Carolina Academic Press
- Parent company: Independent
- Status: Active
- Founded: 1974; 52 years ago
- Founder: Keith Sipe
- Country of origin: United States
- Headquarters location: Durham, North Carolina
- Distribution: Worldwide
- Publication types: Books, Educational Software
- Nonfiction topics: Law, Academic Texts
- Official website: www.cap-press.com

= Carolina Academic Press =

Academic publisher

Carolina Academic Press (also known as CAP) is an academic publisher of books and software. Since entering the legal education market in the late 1970s, Carolina Academic Press has become a major publisher of law school textbooks. Today, CAP publishes more than 100 books a year in academic fields ranging from legal education and criminal justice to anthropology and African studies. In 2011, CAP released its first software package, Core Grammar for Lawyers, which has been used by more than half of the law schools in the United States.

==History==
Keith Sipe founded Carolina Academic Press in 1974. Sipe began publishing after living in Pakistan on a Fulbright scholarship.
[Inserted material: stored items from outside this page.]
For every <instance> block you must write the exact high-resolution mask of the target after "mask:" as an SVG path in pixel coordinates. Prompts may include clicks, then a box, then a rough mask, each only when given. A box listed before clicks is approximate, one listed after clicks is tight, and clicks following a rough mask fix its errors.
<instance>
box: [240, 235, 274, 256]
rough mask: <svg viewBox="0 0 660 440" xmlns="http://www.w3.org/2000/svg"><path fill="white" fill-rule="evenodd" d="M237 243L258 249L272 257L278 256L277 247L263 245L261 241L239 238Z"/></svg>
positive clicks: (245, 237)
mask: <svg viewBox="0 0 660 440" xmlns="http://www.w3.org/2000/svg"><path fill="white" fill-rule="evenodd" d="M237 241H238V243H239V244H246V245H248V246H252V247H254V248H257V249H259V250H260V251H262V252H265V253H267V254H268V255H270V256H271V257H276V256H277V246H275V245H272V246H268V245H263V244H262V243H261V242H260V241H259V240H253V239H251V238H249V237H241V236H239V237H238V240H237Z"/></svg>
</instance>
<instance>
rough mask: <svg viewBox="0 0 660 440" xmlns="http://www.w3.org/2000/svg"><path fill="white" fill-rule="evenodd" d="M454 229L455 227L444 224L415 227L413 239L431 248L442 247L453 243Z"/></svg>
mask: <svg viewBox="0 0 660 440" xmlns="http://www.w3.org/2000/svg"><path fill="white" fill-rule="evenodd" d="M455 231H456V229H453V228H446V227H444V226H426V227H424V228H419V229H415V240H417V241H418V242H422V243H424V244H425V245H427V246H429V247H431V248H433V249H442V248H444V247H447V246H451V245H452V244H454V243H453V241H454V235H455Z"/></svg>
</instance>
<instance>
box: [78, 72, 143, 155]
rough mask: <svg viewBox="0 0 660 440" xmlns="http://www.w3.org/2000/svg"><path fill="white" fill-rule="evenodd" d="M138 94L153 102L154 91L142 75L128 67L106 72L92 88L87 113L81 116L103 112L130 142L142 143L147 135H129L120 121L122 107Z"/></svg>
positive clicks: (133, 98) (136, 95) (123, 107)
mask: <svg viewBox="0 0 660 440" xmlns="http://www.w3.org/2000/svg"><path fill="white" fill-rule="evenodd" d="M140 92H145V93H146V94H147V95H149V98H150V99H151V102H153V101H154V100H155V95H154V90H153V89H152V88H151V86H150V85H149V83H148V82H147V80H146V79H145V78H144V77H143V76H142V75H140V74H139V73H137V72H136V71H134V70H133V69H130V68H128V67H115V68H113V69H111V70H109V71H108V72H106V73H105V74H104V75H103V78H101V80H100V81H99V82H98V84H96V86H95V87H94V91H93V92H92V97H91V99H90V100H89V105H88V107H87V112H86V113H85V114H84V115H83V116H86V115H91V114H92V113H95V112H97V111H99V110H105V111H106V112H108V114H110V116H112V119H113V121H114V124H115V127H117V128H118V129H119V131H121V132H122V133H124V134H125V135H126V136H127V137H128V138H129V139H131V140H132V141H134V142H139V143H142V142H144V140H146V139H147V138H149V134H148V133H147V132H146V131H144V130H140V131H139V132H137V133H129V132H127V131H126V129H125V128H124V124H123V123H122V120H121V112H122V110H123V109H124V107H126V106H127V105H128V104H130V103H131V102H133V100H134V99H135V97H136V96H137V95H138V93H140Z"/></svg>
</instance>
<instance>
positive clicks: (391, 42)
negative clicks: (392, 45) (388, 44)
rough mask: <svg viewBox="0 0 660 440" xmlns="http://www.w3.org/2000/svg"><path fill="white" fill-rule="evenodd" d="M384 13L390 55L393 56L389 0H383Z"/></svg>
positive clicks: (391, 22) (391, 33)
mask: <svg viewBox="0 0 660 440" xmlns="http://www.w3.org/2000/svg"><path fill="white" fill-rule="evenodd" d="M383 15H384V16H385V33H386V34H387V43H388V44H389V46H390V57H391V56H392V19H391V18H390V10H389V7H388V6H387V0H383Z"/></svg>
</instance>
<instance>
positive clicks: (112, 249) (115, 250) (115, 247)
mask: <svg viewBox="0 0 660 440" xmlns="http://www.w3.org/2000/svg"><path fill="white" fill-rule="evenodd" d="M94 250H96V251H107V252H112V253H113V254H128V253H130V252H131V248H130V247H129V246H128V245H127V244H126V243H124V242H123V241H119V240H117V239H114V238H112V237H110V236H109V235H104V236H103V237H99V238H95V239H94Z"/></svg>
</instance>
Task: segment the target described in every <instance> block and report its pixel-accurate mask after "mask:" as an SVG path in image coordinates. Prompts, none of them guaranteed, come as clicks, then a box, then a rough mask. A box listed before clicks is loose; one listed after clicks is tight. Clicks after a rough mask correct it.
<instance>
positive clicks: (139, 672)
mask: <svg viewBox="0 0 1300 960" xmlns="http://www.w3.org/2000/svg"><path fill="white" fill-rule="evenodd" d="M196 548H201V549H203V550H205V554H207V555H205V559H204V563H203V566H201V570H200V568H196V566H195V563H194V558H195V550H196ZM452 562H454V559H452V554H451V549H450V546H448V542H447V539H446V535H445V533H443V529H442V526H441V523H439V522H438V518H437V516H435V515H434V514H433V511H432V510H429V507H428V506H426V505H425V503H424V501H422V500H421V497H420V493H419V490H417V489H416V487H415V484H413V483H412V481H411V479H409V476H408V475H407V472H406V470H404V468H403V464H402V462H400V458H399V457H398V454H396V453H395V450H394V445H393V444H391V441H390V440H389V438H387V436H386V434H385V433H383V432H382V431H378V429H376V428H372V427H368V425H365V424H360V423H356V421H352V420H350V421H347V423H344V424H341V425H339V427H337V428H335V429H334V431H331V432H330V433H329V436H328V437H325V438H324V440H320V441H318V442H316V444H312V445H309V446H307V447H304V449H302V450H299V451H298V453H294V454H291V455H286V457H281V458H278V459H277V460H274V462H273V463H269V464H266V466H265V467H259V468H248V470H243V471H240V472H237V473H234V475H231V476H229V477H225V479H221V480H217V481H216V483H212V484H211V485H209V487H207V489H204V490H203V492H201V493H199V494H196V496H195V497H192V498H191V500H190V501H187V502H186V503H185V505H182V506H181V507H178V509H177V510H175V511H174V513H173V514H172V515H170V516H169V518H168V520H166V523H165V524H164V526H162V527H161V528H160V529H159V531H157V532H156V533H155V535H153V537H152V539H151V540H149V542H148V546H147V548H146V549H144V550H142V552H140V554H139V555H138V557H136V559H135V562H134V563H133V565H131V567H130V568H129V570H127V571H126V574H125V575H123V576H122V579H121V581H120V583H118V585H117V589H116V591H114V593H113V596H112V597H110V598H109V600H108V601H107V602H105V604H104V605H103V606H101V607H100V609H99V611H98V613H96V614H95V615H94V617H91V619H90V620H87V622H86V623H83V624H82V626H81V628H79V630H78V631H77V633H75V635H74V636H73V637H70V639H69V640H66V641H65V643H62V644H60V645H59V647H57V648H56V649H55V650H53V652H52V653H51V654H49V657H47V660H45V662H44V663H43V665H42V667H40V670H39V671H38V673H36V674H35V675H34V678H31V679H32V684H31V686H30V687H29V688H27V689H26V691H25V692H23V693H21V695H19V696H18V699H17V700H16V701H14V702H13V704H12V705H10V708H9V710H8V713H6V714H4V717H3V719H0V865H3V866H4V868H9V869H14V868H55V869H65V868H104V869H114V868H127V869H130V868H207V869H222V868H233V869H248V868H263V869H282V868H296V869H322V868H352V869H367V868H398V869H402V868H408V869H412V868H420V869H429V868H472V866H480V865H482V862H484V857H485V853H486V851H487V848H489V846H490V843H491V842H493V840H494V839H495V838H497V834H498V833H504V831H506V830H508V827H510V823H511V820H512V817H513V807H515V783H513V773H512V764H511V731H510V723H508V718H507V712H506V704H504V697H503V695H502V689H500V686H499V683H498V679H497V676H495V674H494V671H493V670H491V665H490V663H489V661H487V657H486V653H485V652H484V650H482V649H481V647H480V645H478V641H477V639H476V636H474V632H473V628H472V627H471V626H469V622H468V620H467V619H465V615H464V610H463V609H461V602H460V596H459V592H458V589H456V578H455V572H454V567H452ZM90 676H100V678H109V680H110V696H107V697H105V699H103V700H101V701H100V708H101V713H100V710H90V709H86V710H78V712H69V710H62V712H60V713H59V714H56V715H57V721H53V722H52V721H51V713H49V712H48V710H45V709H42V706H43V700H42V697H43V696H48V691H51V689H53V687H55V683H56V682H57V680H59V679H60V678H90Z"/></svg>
The press's first titles were American editions of foreign scholarship. The first title to use the CAP imprint was India/China: Underdevelopment and Revolution by the widely known journalist, Nigel Harris. Within a few years, however, CAP was publishing original scholarship and began entering new markets. The first manuscript signed was Richard Remnek's, Soviet Scholars and Soviet Foreign Policy which was published in 1975.
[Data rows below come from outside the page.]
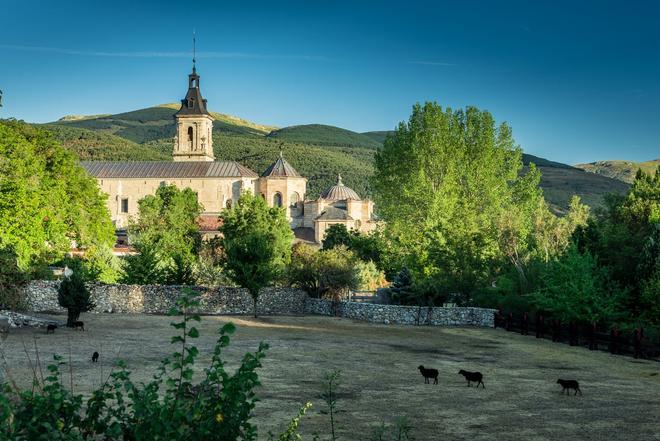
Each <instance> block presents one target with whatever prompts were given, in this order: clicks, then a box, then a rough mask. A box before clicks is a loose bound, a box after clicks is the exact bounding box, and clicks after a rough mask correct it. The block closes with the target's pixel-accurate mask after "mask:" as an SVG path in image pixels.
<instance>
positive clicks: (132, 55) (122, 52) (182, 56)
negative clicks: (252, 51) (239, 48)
mask: <svg viewBox="0 0 660 441" xmlns="http://www.w3.org/2000/svg"><path fill="white" fill-rule="evenodd" d="M0 49H8V50H15V51H24V52H49V53H56V54H65V55H83V56H91V57H126V58H190V57H191V56H192V53H191V52H160V51H137V52H106V51H91V50H78V49H66V48H59V47H45V46H20V45H12V44H0ZM197 58H244V59H256V60H303V61H331V60H330V59H329V58H326V57H323V56H319V55H297V54H257V53H249V52H217V51H210V52H203V51H202V52H197Z"/></svg>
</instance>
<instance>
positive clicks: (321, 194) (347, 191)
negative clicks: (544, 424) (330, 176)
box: [321, 175, 360, 201]
mask: <svg viewBox="0 0 660 441" xmlns="http://www.w3.org/2000/svg"><path fill="white" fill-rule="evenodd" d="M321 198H322V199H327V200H330V201H343V200H346V199H353V200H355V201H359V200H360V196H359V195H358V194H357V193H356V192H355V190H353V189H352V188H349V187H347V186H345V185H344V184H343V182H341V175H337V184H336V185H333V186H332V187H330V188H328V189H327V190H325V191H324V192H323V193H321Z"/></svg>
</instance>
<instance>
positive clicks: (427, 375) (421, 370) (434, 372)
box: [417, 365, 438, 384]
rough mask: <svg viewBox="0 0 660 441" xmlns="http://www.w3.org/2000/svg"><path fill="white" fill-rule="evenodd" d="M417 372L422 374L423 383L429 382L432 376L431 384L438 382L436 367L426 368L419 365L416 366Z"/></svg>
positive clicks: (437, 372) (421, 365)
mask: <svg viewBox="0 0 660 441" xmlns="http://www.w3.org/2000/svg"><path fill="white" fill-rule="evenodd" d="M417 369H419V372H421V373H422V375H423V376H424V384H426V383H429V384H430V383H431V381H430V379H431V378H433V384H438V370H437V369H426V368H425V367H424V366H422V365H419V367H418V368H417Z"/></svg>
In 1978, Carolina Academic Press published Plain English for Lawyers by Richard Wydick. Arriving at a time when the plain English reform movement was reaching national popularity, the book soon became what The New York Times called the "most popular legal text today." The book's success spurred the firm to enter the legal publishing field.

On January 1, 2016, Carolina Academic Press acquired the Law School Publishing Division of LexisNexis. This acquisition added more than 500 new titles to the CAP list.

The firm has its headquarters in the historic Fitzgerald office building near downtown Durham.